Founded in 2007 by theatre professionals Joe Cacaci, Jim Frangione, Bob Jaffe, and Matthew Penn, the Berkshire Playwrights Lab is the area's only theater dedicated exclusively to encouraging, developing, and presenting new plays. Through readings-and this season, a full workshop production of Anna Ziegler's Life Science -the Lab provides emerging and established writers with a professional and creative environment, while offering audiences the engaging and provocative opportunity to share in the dramatic evolution of premiere works. The Lab has staged readings of more than 50 new plays, many of which have gone on to full productions, including Kelly Masterson's Against the Rising Sea at Queens Theatre in the Park, Chris Newbound's The Birthday Boy at Berkshire Theatre Festival, Kate Wenner's Make Sure It's Me at Stage Left Theatre, and Kelly Masterson's Edith at Berkshire Theatre Group.
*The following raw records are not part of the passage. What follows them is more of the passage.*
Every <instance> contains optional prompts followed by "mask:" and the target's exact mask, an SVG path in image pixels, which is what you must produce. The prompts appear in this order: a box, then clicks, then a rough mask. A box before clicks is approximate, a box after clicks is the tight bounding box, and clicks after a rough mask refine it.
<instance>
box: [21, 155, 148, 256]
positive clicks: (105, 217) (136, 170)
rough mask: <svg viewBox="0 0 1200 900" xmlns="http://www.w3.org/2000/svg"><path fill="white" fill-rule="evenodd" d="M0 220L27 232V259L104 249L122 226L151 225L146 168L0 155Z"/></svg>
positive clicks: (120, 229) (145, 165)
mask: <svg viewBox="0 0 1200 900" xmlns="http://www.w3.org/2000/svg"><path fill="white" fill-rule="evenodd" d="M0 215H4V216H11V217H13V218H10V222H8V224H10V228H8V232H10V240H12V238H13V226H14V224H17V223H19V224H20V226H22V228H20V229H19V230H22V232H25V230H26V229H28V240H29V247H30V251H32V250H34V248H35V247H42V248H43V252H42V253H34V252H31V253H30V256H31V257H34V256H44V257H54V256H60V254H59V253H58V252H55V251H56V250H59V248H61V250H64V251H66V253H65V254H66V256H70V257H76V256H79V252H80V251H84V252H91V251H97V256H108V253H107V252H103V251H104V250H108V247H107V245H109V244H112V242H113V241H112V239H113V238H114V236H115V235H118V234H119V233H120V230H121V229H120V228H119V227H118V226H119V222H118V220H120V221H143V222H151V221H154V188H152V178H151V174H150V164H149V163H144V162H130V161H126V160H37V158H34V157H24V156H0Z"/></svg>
Also, Jonathan Caren's The Recommendation went on to The Old Globe, Andrew Dolan's The Many Mistresses of Martin Luther Kingreceived rave reviews at Ensemble Studio Theatre Los Angeles, Matt Hoverman's The Glint was optioned for Broadway, and Matthew Penn recently directed the New York premiere of Scrambled Eggs by Robin Amos Kahn and Gary Richards. For more information, seewww.berkshireplaywrightslab.org.
Note: Press is welcome to attend Berkshire Playwrights Lab staged readings, but not to review, as the plays presented are works in progress.